One day before Argentina heads to the polls for the PASO primaries, opposition parties and the government are still quarreling about Smartmatic, the software that will be used in Sunday’s election.
After weeks of controversy, the software will end up being used in Sunday’s elections after national electoral judge María Servini de Cubría decided not to take up a request presented by Frente de Todos presidential candidate, Alberto Fernández. He sought to suspend the use of the software for the PASOs, as well as the first round and potential run-off. Instead the judge opted for the “additional measure” of designating judicial poll watchers that will control the transmission of the results.
The Frente de Todos grouping filed a complaint with the federal judiciary Tuesday claiming that the election data could be interfered with. Instead they asked that Correo Argentina handle the voting directly, as in previous elections.
“I fear that the government will try to interfere with the count,” Fernández said.
The system in question is known as ‘SmartTally’ and is produced by the Venezuelan firm behind the Smartmatic voting system. It was acquired by Correo Argentino after the government put out a contract for tender with the agreement of the National Electoral Chamber (CNE) in 2017.
The provisional count system was put in place last year by decree, issued by President Mauricio Macri, as part of a bid to speed up the initial transmission of voting data.
Jorge Landau, the Peronist national deputy and representative for the Justicialist Party (PJ) who presented the request, alleged last week that the system endangered the rights of political parties.
“The new system of digitisation and transmission affects the rights of all citizens to information and to participate in a transparent election, which generates certainty about the results and, therefore, the legitimacy of the authority of the representatives that are elected,” Landau claimed.
Coverage of the issue has risen in recent weeks after Consenso Federal, the ‘third way’ grouping headed by presidential hopeful Roberto Lavagna, also expressed concerns over the security of the upcoming elections. Representative Daniel Pieres claimed recently that since the Smartmatic is used to give the initial count that the government could manipulate the numbers published in Monday’s newspapers, even if the later verification returns different numbers.
“The Smartmatic system is not finished.

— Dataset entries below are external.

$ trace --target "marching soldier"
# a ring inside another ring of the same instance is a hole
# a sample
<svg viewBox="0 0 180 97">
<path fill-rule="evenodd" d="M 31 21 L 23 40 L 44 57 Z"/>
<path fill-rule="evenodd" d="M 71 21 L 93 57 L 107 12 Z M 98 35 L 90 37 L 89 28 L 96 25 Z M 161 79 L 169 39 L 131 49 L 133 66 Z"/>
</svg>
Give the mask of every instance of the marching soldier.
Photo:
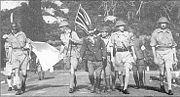
<svg viewBox="0 0 180 97">
<path fill-rule="evenodd" d="M 29 58 L 25 47 L 28 40 L 25 33 L 21 31 L 19 23 L 12 23 L 12 35 L 8 41 L 10 43 L 10 64 L 12 64 L 12 69 L 15 70 L 16 95 L 20 95 L 25 92 Z"/>
<path fill-rule="evenodd" d="M 133 65 L 133 77 L 135 80 L 136 88 L 142 88 L 144 86 L 143 82 L 143 71 L 145 70 L 145 38 L 149 37 L 141 37 L 140 33 L 136 33 L 136 37 L 134 39 L 134 50 L 137 56 L 136 63 Z M 144 72 L 145 73 L 145 72 Z"/>
<path fill-rule="evenodd" d="M 115 24 L 117 32 L 112 33 L 111 42 L 113 50 L 111 50 L 112 62 L 115 71 L 123 75 L 123 90 L 124 94 L 129 94 L 127 90 L 129 82 L 129 71 L 132 69 L 132 63 L 136 60 L 136 55 L 133 47 L 133 34 L 125 30 L 126 23 L 118 20 Z M 131 55 L 131 51 L 132 54 Z M 134 58 L 134 59 L 133 59 Z"/>
<path fill-rule="evenodd" d="M 69 28 L 69 24 L 66 21 L 61 22 L 59 25 L 60 30 L 63 32 L 60 36 L 60 40 L 63 44 L 63 50 L 61 51 L 66 56 L 68 56 L 68 61 L 70 65 L 70 85 L 69 85 L 69 93 L 73 93 L 76 88 L 77 80 L 75 71 L 77 71 L 78 65 L 78 47 L 77 44 L 81 42 L 75 31 L 72 31 Z"/>
<path fill-rule="evenodd" d="M 3 39 L 5 39 L 5 55 L 6 55 L 6 69 L 5 69 L 5 75 L 7 76 L 7 84 L 9 86 L 8 91 L 12 91 L 13 89 L 13 76 L 12 76 L 12 64 L 10 64 L 10 44 L 8 42 L 8 37 L 12 35 L 10 34 L 5 34 L 3 35 Z"/>
<path fill-rule="evenodd" d="M 106 88 L 105 91 L 110 91 L 110 88 L 113 89 L 113 86 L 115 85 L 111 85 L 110 83 L 110 78 L 112 78 L 112 80 L 114 80 L 114 67 L 112 65 L 111 62 L 111 47 L 112 47 L 112 43 L 111 43 L 111 32 L 110 32 L 110 27 L 108 26 L 104 26 L 101 30 L 101 37 L 102 40 L 105 43 L 106 49 L 107 49 L 107 56 L 106 56 L 106 63 L 104 63 L 106 65 L 105 67 L 105 82 L 106 82 Z"/>
<path fill-rule="evenodd" d="M 89 36 L 83 39 L 80 50 L 80 60 L 87 60 L 92 93 L 100 93 L 101 73 L 104 68 L 102 62 L 106 58 L 104 41 L 97 34 L 97 30 L 89 33 Z"/>
<path fill-rule="evenodd" d="M 151 43 L 153 56 L 154 56 L 154 63 L 159 66 L 160 70 L 160 88 L 161 92 L 166 93 L 163 80 L 165 76 L 165 70 L 167 73 L 167 81 L 168 81 L 168 94 L 173 95 L 172 87 L 171 87 L 171 80 L 172 80 L 172 70 L 173 64 L 177 62 L 176 57 L 176 50 L 175 46 L 176 43 L 173 40 L 172 32 L 167 27 L 170 23 L 166 17 L 161 17 L 158 22 L 159 28 L 155 29 L 152 33 Z"/>
</svg>

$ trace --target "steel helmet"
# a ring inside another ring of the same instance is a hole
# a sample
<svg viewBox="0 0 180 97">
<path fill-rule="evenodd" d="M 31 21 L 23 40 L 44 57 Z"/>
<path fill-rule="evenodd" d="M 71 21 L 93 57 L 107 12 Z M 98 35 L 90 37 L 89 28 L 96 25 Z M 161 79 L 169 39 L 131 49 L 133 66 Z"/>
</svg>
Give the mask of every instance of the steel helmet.
<svg viewBox="0 0 180 97">
<path fill-rule="evenodd" d="M 116 22 L 116 24 L 115 24 L 115 26 L 117 27 L 117 26 L 125 26 L 126 25 L 126 23 L 124 22 L 124 21 L 122 21 L 122 20 L 118 20 L 117 22 Z"/>
<path fill-rule="evenodd" d="M 157 23 L 169 23 L 169 20 L 166 17 L 161 17 Z"/>
<path fill-rule="evenodd" d="M 69 26 L 69 23 L 67 21 L 62 21 L 59 24 L 59 27 Z"/>
</svg>

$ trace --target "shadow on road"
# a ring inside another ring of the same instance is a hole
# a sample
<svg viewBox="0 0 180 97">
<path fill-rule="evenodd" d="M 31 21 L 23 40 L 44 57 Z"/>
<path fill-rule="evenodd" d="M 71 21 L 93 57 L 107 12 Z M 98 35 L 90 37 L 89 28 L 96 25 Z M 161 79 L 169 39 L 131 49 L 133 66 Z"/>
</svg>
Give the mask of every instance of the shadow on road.
<svg viewBox="0 0 180 97">
<path fill-rule="evenodd" d="M 67 85 L 50 85 L 50 84 L 43 84 L 43 85 L 29 85 L 27 86 L 27 91 L 36 91 L 36 90 L 41 90 L 45 88 L 51 88 L 51 87 L 64 87 Z"/>
<path fill-rule="evenodd" d="M 129 85 L 129 87 L 131 88 L 136 88 L 136 85 Z M 157 91 L 157 92 L 161 92 L 160 88 L 159 87 L 153 87 L 153 86 L 148 86 L 148 85 L 145 85 L 144 87 L 142 87 L 141 89 L 145 89 L 145 90 L 153 90 L 153 91 Z"/>
<path fill-rule="evenodd" d="M 84 89 L 84 88 L 88 88 L 88 85 L 77 85 L 77 90 L 79 89 Z"/>
</svg>

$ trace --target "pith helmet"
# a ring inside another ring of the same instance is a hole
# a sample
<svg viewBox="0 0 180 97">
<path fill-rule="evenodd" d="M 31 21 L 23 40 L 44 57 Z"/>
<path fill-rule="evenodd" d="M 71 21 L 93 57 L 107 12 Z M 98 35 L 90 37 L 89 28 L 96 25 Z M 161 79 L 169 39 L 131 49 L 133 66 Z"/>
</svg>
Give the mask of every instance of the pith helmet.
<svg viewBox="0 0 180 97">
<path fill-rule="evenodd" d="M 110 27 L 109 26 L 103 26 L 103 27 L 100 27 L 99 28 L 99 31 L 102 31 L 102 32 L 104 32 L 104 31 L 109 31 L 110 30 Z"/>
<path fill-rule="evenodd" d="M 62 21 L 60 24 L 59 24 L 59 27 L 64 27 L 64 26 L 69 26 L 69 23 L 67 21 Z"/>
<path fill-rule="evenodd" d="M 158 23 L 169 23 L 169 20 L 166 17 L 161 17 L 161 18 L 159 18 L 159 20 L 157 22 Z"/>
<path fill-rule="evenodd" d="M 118 27 L 118 26 L 125 26 L 125 25 L 126 25 L 126 23 L 124 21 L 122 21 L 122 20 L 118 20 L 116 22 L 116 24 L 115 24 L 116 27 Z"/>
</svg>

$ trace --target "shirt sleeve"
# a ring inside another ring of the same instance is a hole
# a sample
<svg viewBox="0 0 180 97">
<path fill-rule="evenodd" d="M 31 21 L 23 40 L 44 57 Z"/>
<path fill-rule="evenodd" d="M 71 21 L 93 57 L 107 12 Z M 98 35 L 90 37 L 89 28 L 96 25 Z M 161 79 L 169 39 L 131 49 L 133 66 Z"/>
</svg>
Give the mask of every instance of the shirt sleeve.
<svg viewBox="0 0 180 97">
<path fill-rule="evenodd" d="M 85 51 L 86 51 L 86 40 L 85 40 L 85 38 L 83 38 L 83 43 L 82 43 L 82 46 L 81 46 L 81 49 L 80 49 L 80 57 L 81 58 L 84 58 Z"/>
<path fill-rule="evenodd" d="M 155 30 L 151 35 L 150 46 L 154 47 L 156 45 L 157 45 L 157 41 L 156 41 L 156 30 Z"/>
<path fill-rule="evenodd" d="M 134 39 L 135 39 L 135 36 L 134 36 L 134 34 L 133 33 L 129 33 L 129 36 L 130 36 L 130 46 L 133 46 L 134 45 Z"/>
<path fill-rule="evenodd" d="M 76 32 L 72 31 L 72 41 L 75 43 L 80 43 L 81 39 L 79 38 L 79 36 L 77 35 Z"/>
<path fill-rule="evenodd" d="M 111 45 L 114 46 L 115 40 L 114 40 L 114 33 L 110 37 Z"/>
<path fill-rule="evenodd" d="M 176 47 L 176 46 L 177 46 L 177 44 L 176 44 L 176 42 L 174 41 L 174 38 L 173 38 L 173 36 L 172 36 L 172 33 L 171 33 L 171 32 L 170 32 L 170 36 L 171 36 L 172 46 L 173 46 L 173 47 Z"/>
</svg>

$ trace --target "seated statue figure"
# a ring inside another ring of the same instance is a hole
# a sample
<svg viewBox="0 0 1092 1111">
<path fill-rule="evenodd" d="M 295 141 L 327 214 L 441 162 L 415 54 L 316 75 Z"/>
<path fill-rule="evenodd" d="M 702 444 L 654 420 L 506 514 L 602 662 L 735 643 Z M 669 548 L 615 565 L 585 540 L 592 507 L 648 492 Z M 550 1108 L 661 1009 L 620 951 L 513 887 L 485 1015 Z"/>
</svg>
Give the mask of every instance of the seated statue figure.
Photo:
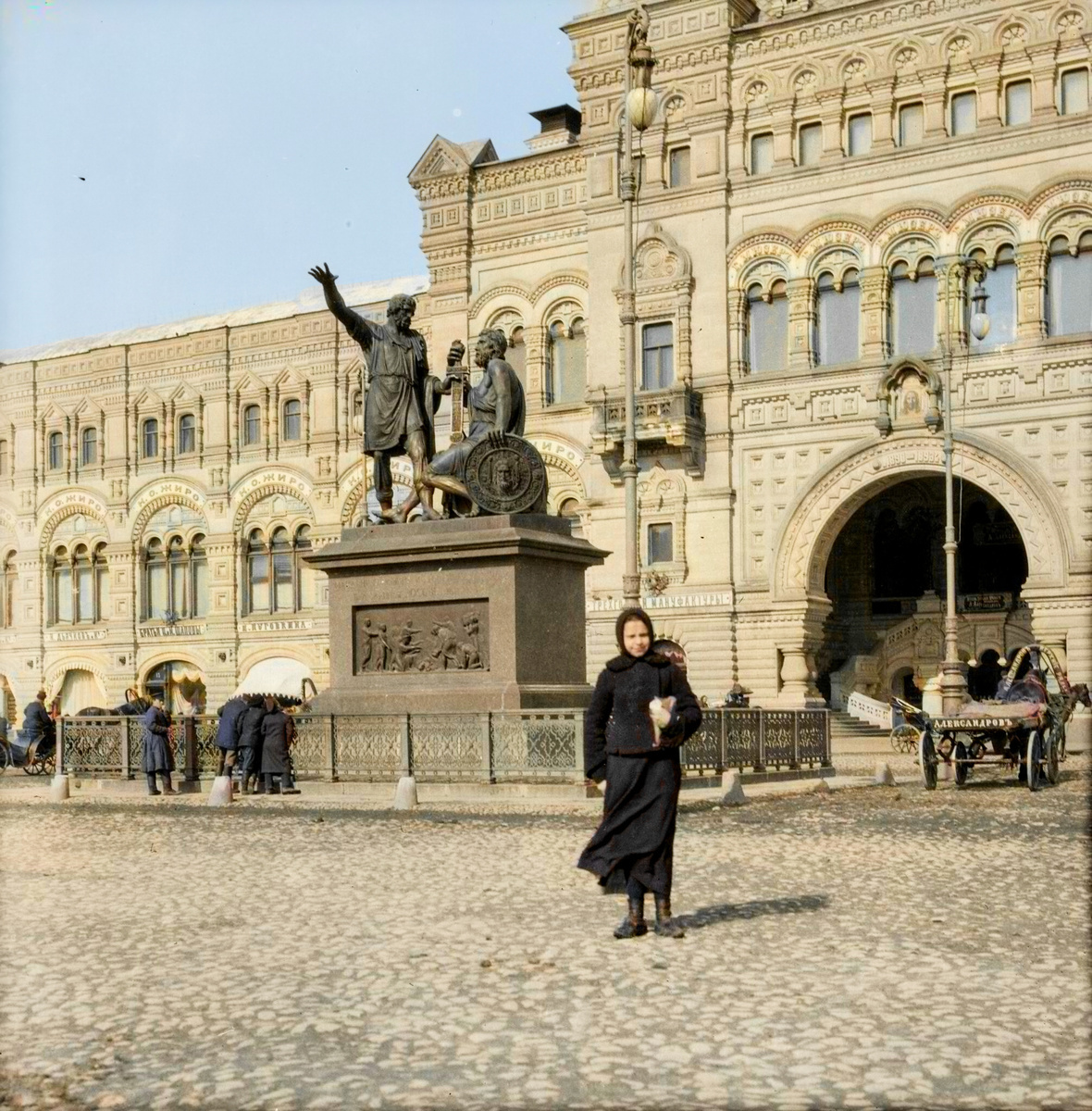
<svg viewBox="0 0 1092 1111">
<path fill-rule="evenodd" d="M 470 428 L 464 440 L 441 451 L 424 468 L 422 478 L 422 516 L 435 520 L 441 514 L 432 508 L 432 490 L 442 490 L 452 498 L 462 498 L 473 504 L 467 489 L 467 459 L 479 441 L 490 432 L 523 434 L 523 387 L 515 371 L 504 361 L 508 341 L 495 328 L 483 331 L 474 348 L 474 362 L 484 370 L 481 381 L 470 390 Z M 450 374 L 450 371 L 449 371 Z M 445 383 L 447 384 L 447 383 Z M 478 507 L 469 516 L 478 513 Z"/>
</svg>

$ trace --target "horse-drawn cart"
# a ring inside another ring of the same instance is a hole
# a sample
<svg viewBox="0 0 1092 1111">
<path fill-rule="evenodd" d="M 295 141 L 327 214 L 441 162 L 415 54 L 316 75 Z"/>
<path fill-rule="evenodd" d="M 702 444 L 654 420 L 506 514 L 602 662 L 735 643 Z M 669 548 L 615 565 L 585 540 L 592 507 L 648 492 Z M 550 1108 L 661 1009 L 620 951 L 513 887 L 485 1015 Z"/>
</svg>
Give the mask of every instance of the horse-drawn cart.
<svg viewBox="0 0 1092 1111">
<path fill-rule="evenodd" d="M 1088 687 L 1071 687 L 1049 648 L 1020 649 L 995 699 L 969 702 L 952 714 L 922 715 L 918 762 L 926 790 L 936 787 L 941 763 L 953 768 L 956 787 L 980 764 L 1019 769 L 1032 791 L 1044 779 L 1056 783 L 1065 760 L 1065 723 L 1078 702 L 1092 704 Z"/>
</svg>

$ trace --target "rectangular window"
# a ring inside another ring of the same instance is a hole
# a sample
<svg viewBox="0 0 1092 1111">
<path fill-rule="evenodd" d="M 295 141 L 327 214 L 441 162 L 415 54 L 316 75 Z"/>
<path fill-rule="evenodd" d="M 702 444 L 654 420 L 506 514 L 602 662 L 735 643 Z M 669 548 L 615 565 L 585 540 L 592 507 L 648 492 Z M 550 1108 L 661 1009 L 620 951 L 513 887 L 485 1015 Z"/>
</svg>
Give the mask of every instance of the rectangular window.
<svg viewBox="0 0 1092 1111">
<path fill-rule="evenodd" d="M 846 151 L 851 157 L 872 150 L 872 113 L 851 116 L 846 124 Z"/>
<path fill-rule="evenodd" d="M 674 560 L 672 551 L 672 527 L 670 524 L 649 526 L 649 564 L 671 563 Z"/>
<path fill-rule="evenodd" d="M 958 92 L 952 97 L 953 136 L 973 134 L 979 129 L 979 94 L 976 92 Z"/>
<path fill-rule="evenodd" d="M 1059 90 L 1059 109 L 1062 116 L 1089 110 L 1089 71 L 1086 69 L 1066 70 L 1062 74 Z"/>
<path fill-rule="evenodd" d="M 903 104 L 899 109 L 899 146 L 915 147 L 925 138 L 925 106 Z"/>
<path fill-rule="evenodd" d="M 769 173 L 772 169 L 773 136 L 751 136 L 751 173 Z"/>
<path fill-rule="evenodd" d="M 690 148 L 675 147 L 668 156 L 668 183 L 672 189 L 690 184 Z"/>
<path fill-rule="evenodd" d="M 823 153 L 822 123 L 805 123 L 797 132 L 798 158 L 801 166 L 814 166 Z"/>
<path fill-rule="evenodd" d="M 641 389 L 665 390 L 674 377 L 671 324 L 645 324 L 641 329 Z"/>
<path fill-rule="evenodd" d="M 1012 81 L 1005 86 L 1005 127 L 1031 123 L 1031 81 Z"/>
</svg>

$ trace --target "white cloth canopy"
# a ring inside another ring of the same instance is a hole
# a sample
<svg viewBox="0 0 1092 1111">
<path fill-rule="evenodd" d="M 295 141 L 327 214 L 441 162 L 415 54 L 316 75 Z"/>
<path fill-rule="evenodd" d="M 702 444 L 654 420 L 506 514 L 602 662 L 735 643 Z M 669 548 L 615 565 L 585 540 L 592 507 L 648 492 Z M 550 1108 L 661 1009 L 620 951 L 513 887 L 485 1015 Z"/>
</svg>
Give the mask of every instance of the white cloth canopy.
<svg viewBox="0 0 1092 1111">
<path fill-rule="evenodd" d="M 314 682 L 311 669 L 299 660 L 274 655 L 256 663 L 236 688 L 236 694 L 273 694 L 277 698 L 302 698 L 303 680 Z"/>
</svg>

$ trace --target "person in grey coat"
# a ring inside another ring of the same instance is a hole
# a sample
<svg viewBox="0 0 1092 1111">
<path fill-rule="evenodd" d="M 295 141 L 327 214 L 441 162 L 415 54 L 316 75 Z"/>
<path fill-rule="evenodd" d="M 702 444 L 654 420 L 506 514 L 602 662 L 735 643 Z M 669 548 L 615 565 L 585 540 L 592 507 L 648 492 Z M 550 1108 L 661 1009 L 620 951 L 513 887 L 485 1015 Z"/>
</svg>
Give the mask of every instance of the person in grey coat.
<svg viewBox="0 0 1092 1111">
<path fill-rule="evenodd" d="M 236 752 L 239 748 L 239 739 L 236 737 L 236 723 L 246 712 L 247 700 L 240 694 L 229 698 L 217 710 L 217 717 L 220 719 L 220 724 L 217 725 L 217 748 L 220 750 L 220 765 L 217 768 L 218 775 L 231 774 L 231 768 L 236 762 Z"/>
<path fill-rule="evenodd" d="M 242 793 L 250 794 L 250 782 L 261 771 L 262 721 L 266 718 L 266 700 L 261 694 L 252 694 L 247 700 L 247 709 L 236 719 L 236 740 L 239 745 L 239 773 L 242 777 Z"/>
<path fill-rule="evenodd" d="M 171 752 L 171 720 L 163 710 L 162 697 L 152 699 L 152 704 L 144 711 L 140 723 L 144 727 L 142 742 L 141 768 L 148 777 L 149 794 L 177 794 L 171 787 L 171 772 L 174 770 L 174 755 Z M 163 790 L 156 790 L 156 775 L 162 775 Z"/>
<path fill-rule="evenodd" d="M 273 698 L 266 699 L 266 717 L 262 718 L 262 778 L 266 793 L 273 793 L 273 777 L 281 780 L 281 794 L 299 794 L 292 787 L 291 758 L 289 745 L 295 735 L 292 719 Z"/>
</svg>

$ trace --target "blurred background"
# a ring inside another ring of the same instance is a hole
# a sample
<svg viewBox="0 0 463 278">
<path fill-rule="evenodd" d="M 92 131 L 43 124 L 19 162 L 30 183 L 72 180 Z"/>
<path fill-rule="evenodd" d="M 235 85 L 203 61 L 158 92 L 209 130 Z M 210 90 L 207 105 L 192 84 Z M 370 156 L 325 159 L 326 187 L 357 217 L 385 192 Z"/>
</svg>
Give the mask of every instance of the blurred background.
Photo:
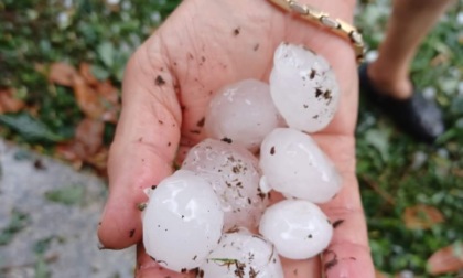
<svg viewBox="0 0 463 278">
<path fill-rule="evenodd" d="M 126 62 L 179 2 L 0 0 L 0 277 L 131 276 L 131 250 L 97 248 L 106 158 Z M 461 8 L 412 65 L 445 114 L 435 147 L 360 105 L 357 173 L 378 277 L 463 277 Z M 388 0 L 358 3 L 367 60 L 389 13 Z"/>
</svg>

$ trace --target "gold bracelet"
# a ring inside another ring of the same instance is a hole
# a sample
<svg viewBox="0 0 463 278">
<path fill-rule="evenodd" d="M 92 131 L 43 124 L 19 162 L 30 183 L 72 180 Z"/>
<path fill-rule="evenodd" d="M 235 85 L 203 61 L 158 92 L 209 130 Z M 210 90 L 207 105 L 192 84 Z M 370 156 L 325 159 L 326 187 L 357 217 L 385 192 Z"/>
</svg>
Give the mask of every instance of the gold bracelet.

W hat they showed in the drill is not what they will use in the PASO. Then there is no security,” Pires charged, referring to a trial run test of the system that took place on Saturday, July 20, which was observed by members of the media, political parties and NGOs.
During the test run, questions were raised about the digitalisation of voting ballots into images and their subsequent transmission into telegrams, which are sent from polling stations to Correo Argentino, which then collects the count. Though no accredited journalist was allowed to observe this stage of the process, according to an investigation published by Perfil, Smartmatic technicians, Correo Argentino employees and government-friendly official observers were.
Videos later seen by Perfil journalists later revealed the point of contention: ballot slips are originally scanned into TIFF files, before being sent on to operators as PNG files. Politicians expressed concerns about this modification, indicating that votes could be tampered with during conversion and requesting proper observation be allowed.
The government has repeatedly dismissed concerns that the new system allows for a lack of transparency. Secretary of political and institutional matters for the Interior Ministry, Adrián Pérez said thatthe process increases transparency because now party officials can verify the counts. Andrés Ibarra, vicepresident of the Cabinet, added that the system was put in place to increase transparency compared to the previous system saying that transparency is “absolutely guaranteed” for Sunday’s PASO.
“There is no possibility, no chance that there will be a modification,” he declared.
On Wednesday, the software for the system was delivered to the National Election Chamber (CNE), who had ordered that it also be provided to political parties ahead of the PASOs. They also said that if the government did not provide the software they would give it to the parties themselves, after complaints about delays.
Government officials have repeatedly written off complaints about the system as “irresponsible” and asused Frente de Todos of trying to sow doubts in the election for political reasons.
“The presentation only has political ends and no grasp of technical issues,” Pérez said.
Though the controversy has not changed the fact that Smartmatic will be used on Sunday, the National Electoral Directorate (DINE) said that they will allow each part to have an assessor present at the Centro de Transmisión Electoral (CTE), in a bid to resolve objections.